When working with functions, evaluating them at specific points is a critical step. Function evaluation means substituting a value into the function's variable.For example, if you have a function \( f(x) = 2x^2 - 3x \), evaluating it at a point means:

• If \( x = a \), then \( f(a) = 2(a)^2 - 3(a) \).
• This calculation returns a specific number that is the function's value at \( a \).

Evaluating functions when solving problems like the difference quotient helps you find values at different points on the interval, such as \( f(x + h) \). This is essential for calculating the changes in values over intervals.

Expanding expressions is a key skill in algebra that involves rewriting expressions in an extended form. In our problem, we dealt with expanding expressions by working with squares and distributing products.For the expression \( f(x+h) = 2(x+h)^2 - 3(x+h) \):

• The term \( (x + h)^2 \) is expanded as \( x^2 + 2xh + h^2 \).
• Next, you distribute 2 over all the terms in \( x^2 + 2xh + h^2 \) to get \( 2x^2 + 4xh + 2h^2 \).
• Similarly, the \( -3(x + h) \) yields \( -3x - 3h \).
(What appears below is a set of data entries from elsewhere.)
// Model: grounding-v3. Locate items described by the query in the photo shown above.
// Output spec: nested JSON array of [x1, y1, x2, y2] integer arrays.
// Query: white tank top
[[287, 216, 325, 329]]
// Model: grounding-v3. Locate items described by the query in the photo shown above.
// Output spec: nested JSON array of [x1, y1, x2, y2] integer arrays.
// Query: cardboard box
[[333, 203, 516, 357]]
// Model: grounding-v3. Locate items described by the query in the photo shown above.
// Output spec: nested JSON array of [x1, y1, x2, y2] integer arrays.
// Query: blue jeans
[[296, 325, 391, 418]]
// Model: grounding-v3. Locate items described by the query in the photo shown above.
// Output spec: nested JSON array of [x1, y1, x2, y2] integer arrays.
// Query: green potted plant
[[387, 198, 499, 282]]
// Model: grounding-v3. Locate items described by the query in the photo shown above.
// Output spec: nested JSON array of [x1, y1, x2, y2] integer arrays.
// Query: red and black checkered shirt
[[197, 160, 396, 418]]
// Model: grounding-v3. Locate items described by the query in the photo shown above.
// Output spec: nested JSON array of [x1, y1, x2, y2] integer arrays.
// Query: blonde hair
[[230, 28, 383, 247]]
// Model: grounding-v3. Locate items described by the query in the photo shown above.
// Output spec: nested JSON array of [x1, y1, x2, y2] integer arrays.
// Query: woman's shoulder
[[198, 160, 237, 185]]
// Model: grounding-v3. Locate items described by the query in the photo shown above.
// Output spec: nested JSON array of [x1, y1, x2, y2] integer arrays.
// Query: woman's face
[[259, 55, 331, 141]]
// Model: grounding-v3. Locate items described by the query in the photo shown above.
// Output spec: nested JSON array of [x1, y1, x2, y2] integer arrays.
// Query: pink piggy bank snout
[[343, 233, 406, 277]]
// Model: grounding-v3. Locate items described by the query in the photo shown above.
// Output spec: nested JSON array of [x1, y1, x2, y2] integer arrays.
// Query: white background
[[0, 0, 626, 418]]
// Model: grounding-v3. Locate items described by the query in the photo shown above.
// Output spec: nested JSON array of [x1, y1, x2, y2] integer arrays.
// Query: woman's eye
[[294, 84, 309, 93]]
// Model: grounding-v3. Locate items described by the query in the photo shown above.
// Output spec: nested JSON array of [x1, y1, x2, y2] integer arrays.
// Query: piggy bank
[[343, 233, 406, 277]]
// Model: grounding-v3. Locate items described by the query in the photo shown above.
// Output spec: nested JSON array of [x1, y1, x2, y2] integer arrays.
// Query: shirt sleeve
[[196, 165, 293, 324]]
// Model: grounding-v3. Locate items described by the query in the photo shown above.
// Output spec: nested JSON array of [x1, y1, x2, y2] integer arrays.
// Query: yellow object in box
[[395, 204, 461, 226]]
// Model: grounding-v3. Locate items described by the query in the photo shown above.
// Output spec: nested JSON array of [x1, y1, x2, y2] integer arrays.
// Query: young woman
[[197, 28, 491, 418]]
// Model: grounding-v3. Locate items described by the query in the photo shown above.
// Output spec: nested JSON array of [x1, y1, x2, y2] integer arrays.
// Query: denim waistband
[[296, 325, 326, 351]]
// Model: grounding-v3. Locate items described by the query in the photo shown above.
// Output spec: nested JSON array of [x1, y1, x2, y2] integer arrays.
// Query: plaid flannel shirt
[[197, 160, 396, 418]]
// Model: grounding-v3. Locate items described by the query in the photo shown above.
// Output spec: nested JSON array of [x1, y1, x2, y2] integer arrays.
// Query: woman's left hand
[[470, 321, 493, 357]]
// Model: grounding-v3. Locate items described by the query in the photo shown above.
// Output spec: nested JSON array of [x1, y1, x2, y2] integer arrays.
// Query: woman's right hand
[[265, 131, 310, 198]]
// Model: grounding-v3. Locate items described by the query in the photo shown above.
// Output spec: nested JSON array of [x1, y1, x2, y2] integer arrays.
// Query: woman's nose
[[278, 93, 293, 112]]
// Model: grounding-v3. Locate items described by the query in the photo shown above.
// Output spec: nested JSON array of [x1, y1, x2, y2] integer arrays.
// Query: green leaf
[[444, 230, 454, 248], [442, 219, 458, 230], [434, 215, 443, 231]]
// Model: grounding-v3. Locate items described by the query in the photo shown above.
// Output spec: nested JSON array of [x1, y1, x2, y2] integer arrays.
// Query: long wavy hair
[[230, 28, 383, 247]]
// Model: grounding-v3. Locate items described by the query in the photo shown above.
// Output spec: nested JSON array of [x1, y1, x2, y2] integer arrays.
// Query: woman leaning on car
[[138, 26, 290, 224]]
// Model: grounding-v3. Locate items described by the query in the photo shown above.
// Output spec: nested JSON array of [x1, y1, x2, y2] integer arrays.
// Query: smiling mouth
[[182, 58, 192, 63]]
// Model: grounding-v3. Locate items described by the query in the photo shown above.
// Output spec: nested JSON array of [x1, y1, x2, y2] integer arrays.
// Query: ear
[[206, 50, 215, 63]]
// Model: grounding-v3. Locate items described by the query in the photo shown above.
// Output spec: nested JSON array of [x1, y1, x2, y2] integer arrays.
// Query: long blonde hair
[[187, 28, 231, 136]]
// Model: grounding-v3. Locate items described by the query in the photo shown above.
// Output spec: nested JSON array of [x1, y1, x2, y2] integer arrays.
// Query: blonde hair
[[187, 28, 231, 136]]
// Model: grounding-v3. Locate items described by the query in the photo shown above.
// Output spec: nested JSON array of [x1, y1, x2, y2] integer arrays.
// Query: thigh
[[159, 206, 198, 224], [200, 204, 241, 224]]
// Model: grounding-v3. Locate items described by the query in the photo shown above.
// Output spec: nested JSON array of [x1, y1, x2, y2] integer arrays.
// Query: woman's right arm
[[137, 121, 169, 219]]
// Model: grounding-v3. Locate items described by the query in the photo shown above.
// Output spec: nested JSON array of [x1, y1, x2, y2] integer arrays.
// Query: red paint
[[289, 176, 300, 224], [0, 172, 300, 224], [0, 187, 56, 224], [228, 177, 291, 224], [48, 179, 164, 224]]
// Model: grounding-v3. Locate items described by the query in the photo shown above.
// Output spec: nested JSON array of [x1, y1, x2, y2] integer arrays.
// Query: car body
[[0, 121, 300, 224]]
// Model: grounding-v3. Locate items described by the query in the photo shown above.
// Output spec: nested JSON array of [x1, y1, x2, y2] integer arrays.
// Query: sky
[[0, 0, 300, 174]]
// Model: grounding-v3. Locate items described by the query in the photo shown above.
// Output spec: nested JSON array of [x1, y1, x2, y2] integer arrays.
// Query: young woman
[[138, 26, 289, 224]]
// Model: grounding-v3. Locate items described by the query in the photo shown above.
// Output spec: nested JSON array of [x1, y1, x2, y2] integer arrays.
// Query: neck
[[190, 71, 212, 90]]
Expansion allows us to deconstruct complex expressions into simpler, more manageable parts, facilitating further simplification and calculation.

After expanding expressions, the next logical step is simplifying them. Simplification involves combining like terms and eliminating unnecessary parts to produce a more concise expression.For instance, starting from our example, after expanding \( f(x+h) \) and then computing \( f(x+h) - f(x) \), we find:

• The expanded form: \( 2x^2 + 4xh + 2h^2 - 3x - 3h - 2x^2 + 3x \).
• Remove the common terms like \( 2x^2 \) and \( -3x \) to simplify.
• It simplifies to: \( 4xh + 2h^2 - 3h \).

Finally, dividing this expression by \( h \), we simplify \( \frac{4xh + 2h^2 - 3h}{h} \) to \( 4x + 2h - 3 \). Each step of simplification makes the expressions easier to work with and understand, allowing us to interpret results with clarity.